Getting airborne

Last week I got paid! And immediately blew a hundred quid on parts for the UAV project.

I’ve already got an airframe, speed controller, and a Turnigy 9x TX/RX pair. Unfortunately the Turnigy is bust (thanks, China!) so I needed a better solution. Rather than go crazy and buy an expensive RX/TX paid I decided I’d roll my own solution using some off the shelf parts. The core of this is a board from Adafruit which will drive 12 PWM or servo outputs from I2C, plus a Raspberry Pi SBC and an XMOS XC-1A development board.

The basic idea is this – the Raspberry Pi will be handling overall flight planning, network interfacing (via 802.11 wireless) and communications with the ground station. It will also handle processing of filtered sensor data. It will communicate via UART with the XMOS silicon device, which will be handling the sensor filtering and the actual flight control loop. The XMOS silicon (a 4-core, 1200 MIPS chip) is fast and should be able to produce a really, really tightly managed control loop for flight dynamics (control surface management vs incoming sensor data etc). The XMOS gets told what heading to fly and speed, altitude etc by the Raspberry Pi.

It’s a bit of an odd approach but I have high hopes for it (if I can get it all to fit in the fuselage without too much bodging). The split architecture will let me do some complex stuff in the flight planning side of things with a simple API to the flight dynamics done in the XMOS chip, so much of my project can be in higher level languages like Python rather than messing around in C all the time.

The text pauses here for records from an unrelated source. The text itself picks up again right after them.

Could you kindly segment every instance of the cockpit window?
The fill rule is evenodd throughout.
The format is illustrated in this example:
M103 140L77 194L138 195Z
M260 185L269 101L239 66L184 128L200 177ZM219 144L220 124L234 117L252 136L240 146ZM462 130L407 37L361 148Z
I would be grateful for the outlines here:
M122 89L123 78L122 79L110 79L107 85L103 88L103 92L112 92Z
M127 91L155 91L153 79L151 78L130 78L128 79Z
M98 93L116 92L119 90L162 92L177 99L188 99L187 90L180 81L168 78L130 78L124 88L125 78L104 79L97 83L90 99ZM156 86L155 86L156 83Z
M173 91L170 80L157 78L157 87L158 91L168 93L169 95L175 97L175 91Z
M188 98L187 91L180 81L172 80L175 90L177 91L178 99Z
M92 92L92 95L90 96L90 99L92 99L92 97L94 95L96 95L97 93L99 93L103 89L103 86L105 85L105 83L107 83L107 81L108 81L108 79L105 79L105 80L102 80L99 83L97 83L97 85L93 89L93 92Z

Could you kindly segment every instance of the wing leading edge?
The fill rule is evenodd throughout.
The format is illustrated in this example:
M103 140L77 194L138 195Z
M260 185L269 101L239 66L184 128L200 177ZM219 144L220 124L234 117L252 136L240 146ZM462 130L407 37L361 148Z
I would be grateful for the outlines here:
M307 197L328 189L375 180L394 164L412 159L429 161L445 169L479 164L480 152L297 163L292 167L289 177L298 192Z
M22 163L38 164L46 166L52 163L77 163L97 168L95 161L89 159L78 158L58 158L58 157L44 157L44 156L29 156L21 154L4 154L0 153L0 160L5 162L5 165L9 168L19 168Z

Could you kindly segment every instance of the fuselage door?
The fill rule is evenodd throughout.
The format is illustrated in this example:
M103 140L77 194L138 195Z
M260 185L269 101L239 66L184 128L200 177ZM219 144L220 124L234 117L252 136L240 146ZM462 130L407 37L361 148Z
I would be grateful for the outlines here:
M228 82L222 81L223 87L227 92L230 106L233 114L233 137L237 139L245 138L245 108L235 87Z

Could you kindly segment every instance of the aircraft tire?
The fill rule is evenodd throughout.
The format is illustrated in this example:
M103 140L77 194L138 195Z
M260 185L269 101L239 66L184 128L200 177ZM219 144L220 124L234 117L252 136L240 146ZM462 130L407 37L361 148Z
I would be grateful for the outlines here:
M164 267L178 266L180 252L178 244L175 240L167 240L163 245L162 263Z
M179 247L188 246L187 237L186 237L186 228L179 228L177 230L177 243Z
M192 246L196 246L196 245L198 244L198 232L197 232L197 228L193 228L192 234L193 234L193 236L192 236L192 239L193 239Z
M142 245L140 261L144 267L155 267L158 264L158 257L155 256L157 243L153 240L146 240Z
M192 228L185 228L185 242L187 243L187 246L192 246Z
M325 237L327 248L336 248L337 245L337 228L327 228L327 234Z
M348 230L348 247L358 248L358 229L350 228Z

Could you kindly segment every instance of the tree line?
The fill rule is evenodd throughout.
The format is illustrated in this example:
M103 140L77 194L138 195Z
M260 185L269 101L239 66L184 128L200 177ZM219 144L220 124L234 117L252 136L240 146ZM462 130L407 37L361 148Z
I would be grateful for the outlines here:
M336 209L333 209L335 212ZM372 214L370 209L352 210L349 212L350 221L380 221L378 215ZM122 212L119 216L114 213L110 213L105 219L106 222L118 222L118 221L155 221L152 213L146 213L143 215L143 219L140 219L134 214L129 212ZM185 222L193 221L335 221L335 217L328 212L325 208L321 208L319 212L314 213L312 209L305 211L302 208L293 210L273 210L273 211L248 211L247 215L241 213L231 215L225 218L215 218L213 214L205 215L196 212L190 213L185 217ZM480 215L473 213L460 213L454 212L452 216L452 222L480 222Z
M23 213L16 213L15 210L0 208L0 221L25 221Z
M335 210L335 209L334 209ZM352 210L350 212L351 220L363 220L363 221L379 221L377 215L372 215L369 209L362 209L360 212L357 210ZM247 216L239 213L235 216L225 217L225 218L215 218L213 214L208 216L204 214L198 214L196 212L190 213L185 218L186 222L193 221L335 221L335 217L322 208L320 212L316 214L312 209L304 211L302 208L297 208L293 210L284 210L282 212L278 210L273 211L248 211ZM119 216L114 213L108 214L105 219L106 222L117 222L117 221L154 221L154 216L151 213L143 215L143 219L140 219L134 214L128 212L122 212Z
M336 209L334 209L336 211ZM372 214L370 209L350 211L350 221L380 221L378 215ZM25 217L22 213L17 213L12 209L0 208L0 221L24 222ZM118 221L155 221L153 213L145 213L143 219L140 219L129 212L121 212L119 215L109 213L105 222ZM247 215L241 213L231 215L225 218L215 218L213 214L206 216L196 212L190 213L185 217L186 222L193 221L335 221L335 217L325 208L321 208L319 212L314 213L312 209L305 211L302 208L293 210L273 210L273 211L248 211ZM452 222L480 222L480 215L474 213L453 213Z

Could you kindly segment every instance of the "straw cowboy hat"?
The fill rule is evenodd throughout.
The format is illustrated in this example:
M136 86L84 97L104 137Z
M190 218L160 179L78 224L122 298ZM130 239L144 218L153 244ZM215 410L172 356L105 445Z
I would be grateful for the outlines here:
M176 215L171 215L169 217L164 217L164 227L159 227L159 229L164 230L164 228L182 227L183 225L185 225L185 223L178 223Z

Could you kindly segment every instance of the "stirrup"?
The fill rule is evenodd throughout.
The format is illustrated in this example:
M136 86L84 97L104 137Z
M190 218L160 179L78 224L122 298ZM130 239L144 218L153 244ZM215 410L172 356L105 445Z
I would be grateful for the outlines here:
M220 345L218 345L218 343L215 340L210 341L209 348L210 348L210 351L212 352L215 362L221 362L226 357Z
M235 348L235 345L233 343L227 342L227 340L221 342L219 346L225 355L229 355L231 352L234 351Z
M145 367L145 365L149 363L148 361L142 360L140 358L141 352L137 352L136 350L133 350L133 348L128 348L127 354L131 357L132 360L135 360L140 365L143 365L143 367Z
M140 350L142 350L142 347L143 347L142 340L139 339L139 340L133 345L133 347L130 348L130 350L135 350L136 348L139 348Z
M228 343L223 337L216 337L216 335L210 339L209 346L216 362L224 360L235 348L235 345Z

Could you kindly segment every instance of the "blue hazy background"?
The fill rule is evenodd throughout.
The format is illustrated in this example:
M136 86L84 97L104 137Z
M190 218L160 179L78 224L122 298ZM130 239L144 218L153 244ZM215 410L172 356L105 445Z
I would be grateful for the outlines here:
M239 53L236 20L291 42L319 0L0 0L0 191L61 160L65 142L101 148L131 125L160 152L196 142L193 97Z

Once I get the parts and integrate it all on the bench I’ll post an update here – should be fun!

One thought on “Getting airborne”

  1. I’m very excited to see how this goes, I ran into your blog for the Rivendell installation tutorial you have up, and saw this. I was thinking along the same lines as you are, with a RasPi for high level tasks and for non flight sensor acquisition but an ardupilot for the control loop. I was planning to use a 802.15.4 or 802.15.4a radio for the telemetry. If your 802.11 setup works well, I may be pressed to go that route instead.

    Good luck, I will be waiting for any updates you have.